Histone modifications are implicated in the maintenance and differentiation of stem cells. In this report, we analyzed genome-wide changes of gene expression and multiple histone modifications during differentiation of multipotent human primary hematopoietic stem/progenitor cells (HSCs/HPCs) into erythrocyte precursor cells. Our data indicate that H3K4me1, H3K9me1 and H3K27me1 associate with critical enhancers of differentiation genes prior to their activation, while H3K9me3 and H3K27me3 correlate with repression of distinct subsets of genes. The majority of genes associated with both H3K4me3 and H3K27me3 (bivalent modifications) in HSCs/HPCs become silent and lose H3K4me3 after differentiation.
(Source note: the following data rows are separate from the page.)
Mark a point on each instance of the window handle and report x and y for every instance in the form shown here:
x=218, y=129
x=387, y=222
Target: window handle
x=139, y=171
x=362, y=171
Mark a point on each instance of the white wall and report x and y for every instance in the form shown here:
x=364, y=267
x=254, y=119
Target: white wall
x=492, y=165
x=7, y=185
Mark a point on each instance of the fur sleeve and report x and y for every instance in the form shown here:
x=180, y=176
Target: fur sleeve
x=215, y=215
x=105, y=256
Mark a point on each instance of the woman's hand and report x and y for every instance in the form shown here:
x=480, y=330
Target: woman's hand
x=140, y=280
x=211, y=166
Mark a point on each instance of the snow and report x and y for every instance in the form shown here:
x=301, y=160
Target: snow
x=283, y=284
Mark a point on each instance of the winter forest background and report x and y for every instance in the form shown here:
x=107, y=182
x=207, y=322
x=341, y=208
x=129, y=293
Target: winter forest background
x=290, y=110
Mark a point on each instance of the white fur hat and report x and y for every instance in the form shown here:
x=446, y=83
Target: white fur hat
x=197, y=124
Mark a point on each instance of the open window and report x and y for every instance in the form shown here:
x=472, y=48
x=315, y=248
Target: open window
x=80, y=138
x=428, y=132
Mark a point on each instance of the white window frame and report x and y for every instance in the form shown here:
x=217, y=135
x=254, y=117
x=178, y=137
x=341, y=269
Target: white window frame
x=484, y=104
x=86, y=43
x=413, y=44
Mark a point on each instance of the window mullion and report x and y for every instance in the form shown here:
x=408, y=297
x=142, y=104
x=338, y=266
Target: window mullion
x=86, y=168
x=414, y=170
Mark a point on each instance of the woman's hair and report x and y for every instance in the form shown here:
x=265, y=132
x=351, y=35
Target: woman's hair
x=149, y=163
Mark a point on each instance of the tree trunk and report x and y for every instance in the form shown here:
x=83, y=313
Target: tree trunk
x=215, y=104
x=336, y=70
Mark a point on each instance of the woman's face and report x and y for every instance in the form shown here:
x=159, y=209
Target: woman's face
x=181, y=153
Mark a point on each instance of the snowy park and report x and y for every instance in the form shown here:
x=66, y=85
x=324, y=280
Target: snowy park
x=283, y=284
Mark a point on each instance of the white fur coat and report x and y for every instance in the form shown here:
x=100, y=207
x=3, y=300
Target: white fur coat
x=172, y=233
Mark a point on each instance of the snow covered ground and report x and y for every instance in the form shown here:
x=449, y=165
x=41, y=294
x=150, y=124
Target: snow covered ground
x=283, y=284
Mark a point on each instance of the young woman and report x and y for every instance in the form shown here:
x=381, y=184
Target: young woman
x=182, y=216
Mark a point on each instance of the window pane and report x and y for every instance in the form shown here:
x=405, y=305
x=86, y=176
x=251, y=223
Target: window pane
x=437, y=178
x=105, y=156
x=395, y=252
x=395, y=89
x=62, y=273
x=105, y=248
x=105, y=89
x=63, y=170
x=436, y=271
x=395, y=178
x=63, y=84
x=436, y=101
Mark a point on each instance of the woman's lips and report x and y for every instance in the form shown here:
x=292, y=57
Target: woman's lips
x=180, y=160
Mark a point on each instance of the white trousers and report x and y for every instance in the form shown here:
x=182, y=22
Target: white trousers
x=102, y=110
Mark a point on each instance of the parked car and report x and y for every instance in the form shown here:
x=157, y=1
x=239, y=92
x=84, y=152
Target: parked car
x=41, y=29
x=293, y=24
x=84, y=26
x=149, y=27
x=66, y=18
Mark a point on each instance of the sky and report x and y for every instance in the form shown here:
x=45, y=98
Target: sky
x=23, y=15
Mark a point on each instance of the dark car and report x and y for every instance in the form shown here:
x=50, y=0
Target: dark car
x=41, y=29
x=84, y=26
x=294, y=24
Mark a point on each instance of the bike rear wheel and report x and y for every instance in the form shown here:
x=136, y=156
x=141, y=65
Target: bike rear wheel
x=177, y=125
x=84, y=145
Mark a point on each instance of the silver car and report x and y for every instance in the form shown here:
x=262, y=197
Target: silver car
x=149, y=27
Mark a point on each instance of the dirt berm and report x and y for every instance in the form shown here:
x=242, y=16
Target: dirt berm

The bivalent genes that lose H3K27me3 and become activated after differentiation are associated with increased levels of H2A.Z, H3K4me1, H3K9me1 and paused RNA polymerase II in HSCs/HPCs. These results suggest that the fate of bivalent genes during differentiation is already programmed by chromatin modifications at the HSC/HPC stage.

Data

Cell type	Data set	Tag coordinate bed file	Summary bed file
CD133+	H2A.Z	H2A.Z	H2A.Z
CD133+	H3K4me1	H3K4me1	H3K4me1
CD133+	H3K4me3	H3K4me3	H3K4me3
CD133+	H3K9me1	H3K9me1	H3K9me1
CD133+	H3K9me3	H3K9me3	H3K9me3
CD133+	H3K27me1	H3K27me1	H3K27me1
CD133+	H3K27me3	H3K27me3	H3K27me3
CD133+	H3K36me3	H3K36me3	H3K36me3
CD133+	H4K20me1	H4K20me1	H4K20me1
CD133+	Pol II	Pol II	Pol II
CD133+	H3K4me1-repeat	H3K4me1-repeat	H3K4me1-repeat
CD133+	H3K27me1-repeat	H3K27me1-repeat	H3K27me1-repeat
CD36+	H2A.Z	H2A.Z	H2A.Z
CD36+	H3K4me1	H3K4me1	H3K4me1
CD36+	H3K4me3	H3K4me3	H3K4me3
CD36+	H3K9me1	H3K9me1	H3K9me1
CD36+	H3K9me3	H3K9me3	H3K9me3
CD36+	H3K27me1	H3K27me1	H3K27me1
CD36+	H3K27me3	H3K27me3	H3K27me3
CD36+	H3K36me3	H3K36me3	H3K36me3
CD36+	H4K20me1	H4K20me1	H4K20me1
CD36+	Pol II	Pol II	Pol II
CD36+	H3K4me1-repeat	H3K4me1-repeat	H3K4me1-repeat
CD36+	H3K27me1-repeat	H3K27me1-repeat	H3K27me1-repeat

Information on file formats

Tag coordinate bed files -- contain coordinates for all uniquely mapped reads for each experiment. Each line is in the format:

chromosome

start coordinate

end coordinate

match type

strand

Summary bed files -- Bed files displaying the number of uniquely mapped reads in 200 bp windows. All read start coordinates are adjusted by 75 bp in the direction of the strand they map to before summing is done.

UCSC custom tracks -- Automatic linking of summary bed files, or nucleosome score files to the UCSC Genome Browser to create custom tracks.

(Note: all coordinates are from the Human Mar. 2006 (hg18) assembly)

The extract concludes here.